I heard a really good review from Marie about this, as well as being recommended this by some of my other friends, which is why I picked it up. Sometimes I think I’m over dual-perspective books. Then ones like this change my mind. I really liked both Rachel and Henry’s voices, plus letters written by various characters or strangers in between each chapter. (the idea is that the bookshop, Howling Books, has a letter library where you can leave notes or annotations in books for other people (one person or just anyone) to see. I really want one of these in my life because it’s such a cool idea). Anyway, I didn’t feel like the plot was repeated or there were gaps in the story, as sometimes happens with multiple perspectives. It meshed really well.
The plot was predictable in some ways, but because I usually enjoy the ‘best friends to lovers’ trope, I was okay with it. Really, what stood out was the writing—it was lyrical and poetic, yet captured a reality of teenagedom that some YA books don’t get. I also liked that it was set after high school, with main characters my age. I’m already growing out of a lot of books with 15 year old characters, and I suspect this trend will continue. This book suited me—how the characters thought and acted felt more familiar.

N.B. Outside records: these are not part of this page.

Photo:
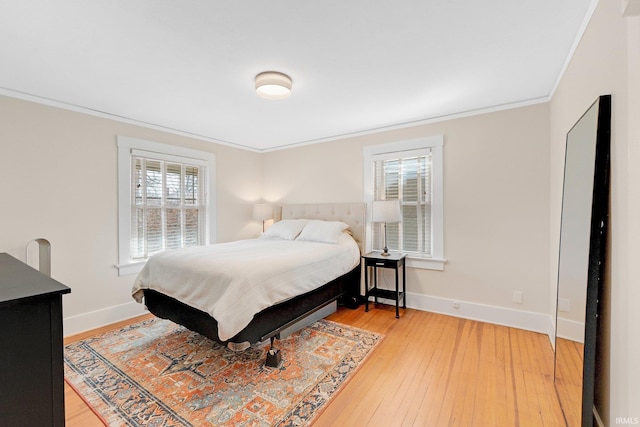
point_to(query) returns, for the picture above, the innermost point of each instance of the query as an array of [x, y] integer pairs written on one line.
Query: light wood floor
[[431, 370]]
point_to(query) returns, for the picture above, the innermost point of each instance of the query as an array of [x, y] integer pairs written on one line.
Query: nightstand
[[395, 261]]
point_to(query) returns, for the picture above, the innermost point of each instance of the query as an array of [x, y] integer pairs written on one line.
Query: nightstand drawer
[[384, 263]]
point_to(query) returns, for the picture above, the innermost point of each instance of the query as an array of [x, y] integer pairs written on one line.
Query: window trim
[[435, 143], [127, 146]]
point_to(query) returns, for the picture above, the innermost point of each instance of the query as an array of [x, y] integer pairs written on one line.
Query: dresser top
[[18, 280]]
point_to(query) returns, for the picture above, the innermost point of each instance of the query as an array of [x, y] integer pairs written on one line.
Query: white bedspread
[[236, 280]]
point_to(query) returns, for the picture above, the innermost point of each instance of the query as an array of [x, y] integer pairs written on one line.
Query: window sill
[[130, 268]]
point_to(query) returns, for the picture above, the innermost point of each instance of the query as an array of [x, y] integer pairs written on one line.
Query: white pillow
[[322, 231], [286, 229]]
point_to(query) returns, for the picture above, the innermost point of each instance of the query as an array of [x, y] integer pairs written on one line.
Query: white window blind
[[410, 171], [168, 204], [166, 200], [408, 179]]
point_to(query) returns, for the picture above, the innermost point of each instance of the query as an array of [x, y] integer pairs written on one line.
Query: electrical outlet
[[517, 297]]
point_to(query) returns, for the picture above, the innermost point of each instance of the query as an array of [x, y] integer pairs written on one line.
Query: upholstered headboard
[[349, 213]]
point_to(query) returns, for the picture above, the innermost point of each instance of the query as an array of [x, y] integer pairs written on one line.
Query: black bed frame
[[269, 322]]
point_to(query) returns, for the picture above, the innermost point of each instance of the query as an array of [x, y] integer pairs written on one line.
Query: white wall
[[607, 62], [58, 174], [495, 204]]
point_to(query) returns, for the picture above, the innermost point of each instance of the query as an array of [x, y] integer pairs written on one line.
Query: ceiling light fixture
[[273, 85]]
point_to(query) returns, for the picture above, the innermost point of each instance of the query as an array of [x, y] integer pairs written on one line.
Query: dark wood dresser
[[31, 348]]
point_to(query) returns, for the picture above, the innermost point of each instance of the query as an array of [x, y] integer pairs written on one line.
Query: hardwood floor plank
[[429, 370]]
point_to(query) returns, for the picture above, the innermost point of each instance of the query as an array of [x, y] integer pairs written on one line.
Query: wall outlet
[[517, 297]]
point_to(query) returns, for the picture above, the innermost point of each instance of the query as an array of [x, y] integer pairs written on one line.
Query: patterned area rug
[[156, 373]]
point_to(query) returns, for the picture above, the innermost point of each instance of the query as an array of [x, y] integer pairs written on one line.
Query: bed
[[290, 310]]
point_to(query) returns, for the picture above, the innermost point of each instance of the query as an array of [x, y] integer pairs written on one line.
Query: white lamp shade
[[262, 211], [386, 211], [273, 85]]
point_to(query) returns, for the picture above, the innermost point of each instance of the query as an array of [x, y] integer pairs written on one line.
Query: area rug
[[156, 373]]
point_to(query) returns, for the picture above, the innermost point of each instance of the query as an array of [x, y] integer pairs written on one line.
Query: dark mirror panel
[[585, 203]]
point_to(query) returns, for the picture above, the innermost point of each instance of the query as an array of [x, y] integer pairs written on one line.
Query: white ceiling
[[357, 66]]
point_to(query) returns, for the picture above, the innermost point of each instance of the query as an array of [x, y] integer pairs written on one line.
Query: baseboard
[[94, 319], [596, 417], [527, 320]]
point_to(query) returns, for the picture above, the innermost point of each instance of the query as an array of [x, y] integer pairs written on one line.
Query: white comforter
[[236, 280]]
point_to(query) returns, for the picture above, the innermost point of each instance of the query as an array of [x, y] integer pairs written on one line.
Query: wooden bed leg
[[274, 357]]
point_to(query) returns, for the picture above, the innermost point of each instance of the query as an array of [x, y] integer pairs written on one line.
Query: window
[[164, 202], [411, 172]]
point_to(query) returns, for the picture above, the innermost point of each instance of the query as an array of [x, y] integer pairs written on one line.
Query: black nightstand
[[376, 260]]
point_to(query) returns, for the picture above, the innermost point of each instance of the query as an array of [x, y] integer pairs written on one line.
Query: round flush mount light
[[273, 85]]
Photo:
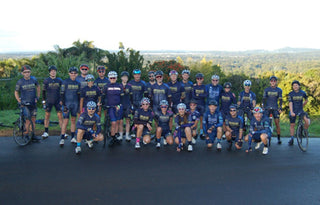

There were two small things that I didn’t like. Firstly, I think it’s a bit clichéd to set a book in a bookshop? I did get a few book reccomendations (although I’ve already read Cloud Atlas go me), but I also felt like it was designed specifically to appeal to booklovers (which I guess most of this book’s readers are? Anyway. ). I guess real life doesn’t have quite as much bookishness as Words in Deep Blue. Secondly, the diversity felt quite forced. Neither of the main characters were clearly from diverse groups, although Rachel had depression I suspect. But the side characters that were diverse (a lesbian friend and a boy who had two mothers) just didn’t really work for me?? It’s probably just my imagination but I just didn’t like it.
Overall, I really enjoyed this book. I definitely explored grief and belonging and friendship and was really well written.
How do you feel about books about grief? What about ones in bookshops? Do you like meta books? What have you been reading recently?